Product A is a mature Skill security scanning tool with a two-layer architecture of static analysis + LLM evaluation.

Verdict Percentage
SAFE 61.3%
UNSAFE 38.7%

Strengths:

  • Broad static analysis coverage including command injection, data exfiltration, prompt injection, and more
  • LLM evaluation layer understands Skill semantic intent, not purely pattern-based
  • Mature open-source project with active community

Limitations:

  • False positives: Static rules alone cannot understand code context and intent — e.g., standard node_modules library code (such as es-abstract/function-bind) triggers command injection rules; CJK text is misidentified as homoglyph attacks; security education documents are flagged as real prompt injection; normal local file writes are flagged as data exfiltration
  • False negatives: Threats that only manifest during Skill execution are completely undetectable — e.g., credential exfiltration via curl, crontab persistence backdoors, postinstall supply chain attacks
  • Noise: Approximately 88.6% of total findings are INFO-level noise, requiring manual filtering

Product B (Static Matching + Cloud API, No Sandbox)

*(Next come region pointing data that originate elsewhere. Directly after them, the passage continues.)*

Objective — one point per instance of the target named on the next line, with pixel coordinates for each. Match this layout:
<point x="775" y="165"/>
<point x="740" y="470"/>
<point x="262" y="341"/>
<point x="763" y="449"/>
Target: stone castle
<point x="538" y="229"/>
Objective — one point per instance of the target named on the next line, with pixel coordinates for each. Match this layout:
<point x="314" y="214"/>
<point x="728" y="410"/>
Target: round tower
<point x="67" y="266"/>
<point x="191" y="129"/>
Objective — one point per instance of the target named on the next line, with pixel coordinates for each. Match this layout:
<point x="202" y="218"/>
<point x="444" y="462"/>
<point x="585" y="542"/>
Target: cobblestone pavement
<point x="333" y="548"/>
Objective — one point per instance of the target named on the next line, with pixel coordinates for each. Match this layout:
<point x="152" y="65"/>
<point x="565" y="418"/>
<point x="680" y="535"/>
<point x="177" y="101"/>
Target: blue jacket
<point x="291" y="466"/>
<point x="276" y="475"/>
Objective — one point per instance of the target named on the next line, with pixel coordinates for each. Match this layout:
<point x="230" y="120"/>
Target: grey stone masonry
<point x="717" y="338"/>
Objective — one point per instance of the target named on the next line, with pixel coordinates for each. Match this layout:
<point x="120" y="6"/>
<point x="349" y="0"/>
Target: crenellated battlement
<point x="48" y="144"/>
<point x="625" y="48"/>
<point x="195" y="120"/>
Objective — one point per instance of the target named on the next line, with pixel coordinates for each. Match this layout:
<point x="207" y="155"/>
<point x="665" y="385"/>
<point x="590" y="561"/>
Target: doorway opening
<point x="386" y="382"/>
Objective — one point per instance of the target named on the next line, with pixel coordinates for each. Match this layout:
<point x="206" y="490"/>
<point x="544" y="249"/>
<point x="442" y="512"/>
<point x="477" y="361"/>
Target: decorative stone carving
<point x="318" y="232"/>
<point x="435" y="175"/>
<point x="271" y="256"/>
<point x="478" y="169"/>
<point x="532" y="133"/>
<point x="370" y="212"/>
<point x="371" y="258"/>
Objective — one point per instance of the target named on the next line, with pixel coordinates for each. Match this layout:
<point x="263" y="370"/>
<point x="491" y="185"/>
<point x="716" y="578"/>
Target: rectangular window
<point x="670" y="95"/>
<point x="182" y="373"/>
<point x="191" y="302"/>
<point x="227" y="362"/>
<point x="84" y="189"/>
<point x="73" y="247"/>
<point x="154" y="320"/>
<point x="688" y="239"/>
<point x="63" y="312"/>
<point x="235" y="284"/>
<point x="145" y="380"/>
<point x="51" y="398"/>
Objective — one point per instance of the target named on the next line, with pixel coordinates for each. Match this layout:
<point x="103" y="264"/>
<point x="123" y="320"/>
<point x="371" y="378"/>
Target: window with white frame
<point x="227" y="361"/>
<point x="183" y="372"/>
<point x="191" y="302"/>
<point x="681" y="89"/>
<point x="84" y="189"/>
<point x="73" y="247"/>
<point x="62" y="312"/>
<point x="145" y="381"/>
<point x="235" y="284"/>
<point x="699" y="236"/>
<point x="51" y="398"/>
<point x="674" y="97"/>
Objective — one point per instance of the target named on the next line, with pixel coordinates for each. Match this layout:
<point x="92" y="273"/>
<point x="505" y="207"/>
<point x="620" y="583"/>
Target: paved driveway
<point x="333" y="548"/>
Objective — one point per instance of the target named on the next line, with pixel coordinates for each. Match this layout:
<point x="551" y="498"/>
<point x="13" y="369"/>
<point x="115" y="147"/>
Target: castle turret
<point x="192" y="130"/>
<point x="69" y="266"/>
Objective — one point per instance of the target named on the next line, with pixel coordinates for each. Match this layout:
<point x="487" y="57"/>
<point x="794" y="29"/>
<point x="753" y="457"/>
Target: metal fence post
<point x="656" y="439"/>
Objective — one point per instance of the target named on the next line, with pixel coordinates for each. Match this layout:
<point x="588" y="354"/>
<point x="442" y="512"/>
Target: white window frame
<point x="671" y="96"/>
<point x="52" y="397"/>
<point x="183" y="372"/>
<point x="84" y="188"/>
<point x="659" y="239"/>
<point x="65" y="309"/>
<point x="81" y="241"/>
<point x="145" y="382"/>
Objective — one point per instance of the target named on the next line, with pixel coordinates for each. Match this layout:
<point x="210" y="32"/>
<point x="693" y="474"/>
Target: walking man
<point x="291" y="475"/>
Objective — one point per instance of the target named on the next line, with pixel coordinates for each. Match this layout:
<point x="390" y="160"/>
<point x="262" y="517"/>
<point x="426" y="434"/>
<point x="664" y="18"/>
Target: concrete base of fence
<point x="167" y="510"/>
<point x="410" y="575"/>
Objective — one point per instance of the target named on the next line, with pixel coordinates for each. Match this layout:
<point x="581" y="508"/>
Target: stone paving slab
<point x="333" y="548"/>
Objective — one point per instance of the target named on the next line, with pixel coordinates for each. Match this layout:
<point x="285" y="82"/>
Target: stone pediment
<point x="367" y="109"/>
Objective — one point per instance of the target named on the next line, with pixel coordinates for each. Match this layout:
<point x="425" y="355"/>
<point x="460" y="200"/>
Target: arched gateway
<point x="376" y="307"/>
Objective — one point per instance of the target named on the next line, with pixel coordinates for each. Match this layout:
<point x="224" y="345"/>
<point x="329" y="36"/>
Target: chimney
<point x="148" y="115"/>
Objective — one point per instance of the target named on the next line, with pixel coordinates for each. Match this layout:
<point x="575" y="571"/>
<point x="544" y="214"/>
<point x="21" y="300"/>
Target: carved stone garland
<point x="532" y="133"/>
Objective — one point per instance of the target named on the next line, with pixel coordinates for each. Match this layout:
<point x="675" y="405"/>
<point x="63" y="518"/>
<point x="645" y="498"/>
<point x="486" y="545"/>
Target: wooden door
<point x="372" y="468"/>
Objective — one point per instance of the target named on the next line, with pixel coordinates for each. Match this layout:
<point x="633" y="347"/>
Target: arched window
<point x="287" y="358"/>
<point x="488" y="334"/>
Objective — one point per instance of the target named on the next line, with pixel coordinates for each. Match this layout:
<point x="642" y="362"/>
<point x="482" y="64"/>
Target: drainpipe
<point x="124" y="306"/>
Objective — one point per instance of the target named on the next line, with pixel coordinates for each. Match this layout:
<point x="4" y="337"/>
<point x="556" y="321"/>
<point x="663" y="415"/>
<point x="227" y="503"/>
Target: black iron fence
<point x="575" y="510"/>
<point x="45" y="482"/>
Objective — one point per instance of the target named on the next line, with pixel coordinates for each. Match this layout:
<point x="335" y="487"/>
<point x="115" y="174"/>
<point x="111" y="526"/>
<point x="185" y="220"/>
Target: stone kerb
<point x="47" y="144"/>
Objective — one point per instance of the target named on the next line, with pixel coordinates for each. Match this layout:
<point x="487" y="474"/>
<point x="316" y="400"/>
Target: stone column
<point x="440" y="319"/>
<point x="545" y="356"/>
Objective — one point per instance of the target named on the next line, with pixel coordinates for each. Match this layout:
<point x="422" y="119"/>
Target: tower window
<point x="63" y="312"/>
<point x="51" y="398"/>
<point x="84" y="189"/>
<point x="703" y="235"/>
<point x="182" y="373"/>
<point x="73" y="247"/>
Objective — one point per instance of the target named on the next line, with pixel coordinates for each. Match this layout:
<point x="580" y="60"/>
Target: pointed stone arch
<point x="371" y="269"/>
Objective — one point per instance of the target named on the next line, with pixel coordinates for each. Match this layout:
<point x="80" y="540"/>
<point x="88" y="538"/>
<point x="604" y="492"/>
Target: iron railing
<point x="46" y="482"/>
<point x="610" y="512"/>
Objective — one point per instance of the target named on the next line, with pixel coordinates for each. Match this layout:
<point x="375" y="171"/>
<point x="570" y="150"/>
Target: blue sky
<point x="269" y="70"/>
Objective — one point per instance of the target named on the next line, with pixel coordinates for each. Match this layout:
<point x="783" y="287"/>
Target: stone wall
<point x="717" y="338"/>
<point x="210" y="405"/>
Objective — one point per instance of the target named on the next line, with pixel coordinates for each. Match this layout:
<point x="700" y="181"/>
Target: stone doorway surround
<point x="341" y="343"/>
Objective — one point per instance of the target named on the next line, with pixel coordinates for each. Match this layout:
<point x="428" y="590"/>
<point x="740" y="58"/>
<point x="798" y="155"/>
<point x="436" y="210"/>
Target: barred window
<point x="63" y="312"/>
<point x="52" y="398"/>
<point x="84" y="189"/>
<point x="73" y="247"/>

Product B is a scanning tool offering both a CLI and a Web UI. The local client collects Skill content and sends it to a cloud API for analysis.

Verdict Percentage
SAFE 45%
UNSAFE 55%

Strengths:

  • Supports auto-discovery of multiple AI Agents on the local machine (Claude Code, Cursor, VS Code, Windsurf, Gemini CLI, etc.)
  • Correctly identifies some real threats (hardcoded API keys, on-chain transaction submissions, pipe-to-shell installs, etc.)
  • Free Web UI lowers the barrier to entry
  • Integrations with multiple third-party platforms

Limitations:

  • False positives: Relies on keyword matching rather than behavior understanding, leading to high false positive rates. For example:
    • Mentioning "Binance" triggers a financial risk flag regardless of whether the Skill is a read-only query tool or an actual trading bot
    • Mentioning "web_search" triggers a third-party content flag even in static documentation templates with zero network calls
    • A pure text decision framework (zero code, zero network) flagged because it mentions "external perspective"
  • Coarse severity classification: The vast majority of issues are uniformly labeled HIGH — a read-only market data query tool receives the same severity as a live trading bot, making it impossible for users to prioritize
  • False negatives: The lack of runtime verification means threats hidden in dynamically constructed commands, runtime-downloaded dependencies, or disguised content cannot be detected
  • Cloud dependency: Core analysis logic runs on remote servers; the tool cannot be used in offline environments

Summary

Dimension SkillWard Product A Product B
Detection architecture Static + LLM + Docker sandbox Static + LLM Static matching + Cloud API
Runtime sandbox Docker isolated execution + honeypot decoys None None
False positive control Sandbox verification filters gray zone, reduces FP Higher FP rate Keyword-driven, high FP rate
Severity classification SAFE / ALERT / DANGER (3-tier) SAFE / UNSAFE (2-tier) Nearly all labeled HIGH
Detection coverage Known patterns + semantic intent + runtime behavior Known patterns + semantic intent Keywords + cloud rules
Agent auto-discovery No (scans specified directory) No Yes (auto-discovers local Agent configs)

Key difference: Both Product A and Product B have their own strengths in code-level inspection, but neither includes runtime verification. SkillWard adds Docker sandbox testing on top of static and LLM analysis, turning gray-zone warnings that cannot be confirmed through code review into high-confidence runtime evidence.